クビガナイ。


「あ…」

少女が消えた。
という事は…

「何…?莉沙?」
「道、終わったね。ほら、墓地だよ…」

道の少し先。
木々に囲まれた暗闇の道の先に
ぼんやりとした月明かりが見えた。




墓地だ。






「…明るいね。」
「ん…さっきよりはな。
…月明かりだけか…。電灯の1つもねぇな。
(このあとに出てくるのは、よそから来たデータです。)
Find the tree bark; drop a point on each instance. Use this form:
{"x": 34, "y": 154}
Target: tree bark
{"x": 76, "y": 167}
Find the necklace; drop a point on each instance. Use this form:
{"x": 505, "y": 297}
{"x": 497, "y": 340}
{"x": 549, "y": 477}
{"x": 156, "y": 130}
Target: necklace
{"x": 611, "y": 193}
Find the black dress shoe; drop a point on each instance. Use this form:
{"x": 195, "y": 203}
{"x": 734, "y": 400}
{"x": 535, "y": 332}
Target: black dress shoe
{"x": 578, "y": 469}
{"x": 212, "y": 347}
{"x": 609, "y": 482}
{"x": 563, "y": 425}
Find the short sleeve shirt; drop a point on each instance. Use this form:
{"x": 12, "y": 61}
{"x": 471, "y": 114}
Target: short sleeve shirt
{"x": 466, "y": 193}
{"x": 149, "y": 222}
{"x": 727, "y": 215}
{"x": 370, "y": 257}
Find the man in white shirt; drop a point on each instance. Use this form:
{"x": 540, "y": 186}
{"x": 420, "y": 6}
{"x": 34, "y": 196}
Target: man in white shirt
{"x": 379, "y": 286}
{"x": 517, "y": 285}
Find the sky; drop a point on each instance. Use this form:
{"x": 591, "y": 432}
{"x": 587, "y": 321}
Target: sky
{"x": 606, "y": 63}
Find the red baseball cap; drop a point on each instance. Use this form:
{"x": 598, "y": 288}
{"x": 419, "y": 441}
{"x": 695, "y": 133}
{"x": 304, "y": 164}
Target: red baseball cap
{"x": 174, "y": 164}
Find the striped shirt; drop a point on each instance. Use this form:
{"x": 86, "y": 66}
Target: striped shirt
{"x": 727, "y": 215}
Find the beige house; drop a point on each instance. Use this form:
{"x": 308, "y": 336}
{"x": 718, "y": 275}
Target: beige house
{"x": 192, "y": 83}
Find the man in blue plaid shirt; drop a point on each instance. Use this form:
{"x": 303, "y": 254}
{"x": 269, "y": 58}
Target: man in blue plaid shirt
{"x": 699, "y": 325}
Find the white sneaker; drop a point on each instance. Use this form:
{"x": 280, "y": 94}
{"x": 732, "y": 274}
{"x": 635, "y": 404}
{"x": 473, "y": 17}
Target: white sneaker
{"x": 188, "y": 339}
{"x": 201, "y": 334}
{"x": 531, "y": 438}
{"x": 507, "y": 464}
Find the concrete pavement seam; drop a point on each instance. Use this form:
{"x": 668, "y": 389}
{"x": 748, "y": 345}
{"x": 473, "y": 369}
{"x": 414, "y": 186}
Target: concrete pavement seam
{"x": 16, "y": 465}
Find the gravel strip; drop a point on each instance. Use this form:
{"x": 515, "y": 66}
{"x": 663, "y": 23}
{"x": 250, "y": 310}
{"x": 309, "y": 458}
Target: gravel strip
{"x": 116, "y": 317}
」

隼人が周りを見渡して言う。
木々がなくなったから、
さっきよりも月明かりが差して周りが見える。
思っていたよりもうんと広い。
…そして古い。

登ってきた道以外は崖で、
周りは木の柵で囲まれている。
もっとも、その柵も腐っていて脆そうだ。

隅っこに…事務所だろうか?
ガラスも割れて、使われていないのが見てわかる。
あとは見渡す限り墓。墓。墓。
墓石が倒れていたり、地蔵がくずれていたり…
何の手入れもされていなく、あれ放題だ。

「そこの中入ってみようぜ。」

綾希が事務所を指さす。

まぁせっかく来たんだしね。
女の子が私達を連れて来たってことは
ここに必ず何かあるはずだし…。

私達は半開きになったドアから事務所に入った。
中もやはり荒れ放題だった。
学校の教室くらいの広さだろうか。
真ん中にデスクが4つ、
部屋の角には監視カメラのモニターがあった。
ただし、デスクの上は散らばり、書類なども床に散乱していた。
椅子は倒れ、天井の電気は割れている。
モニターや冷蔵庫はもちろん、
電気の類は通っていないらしい。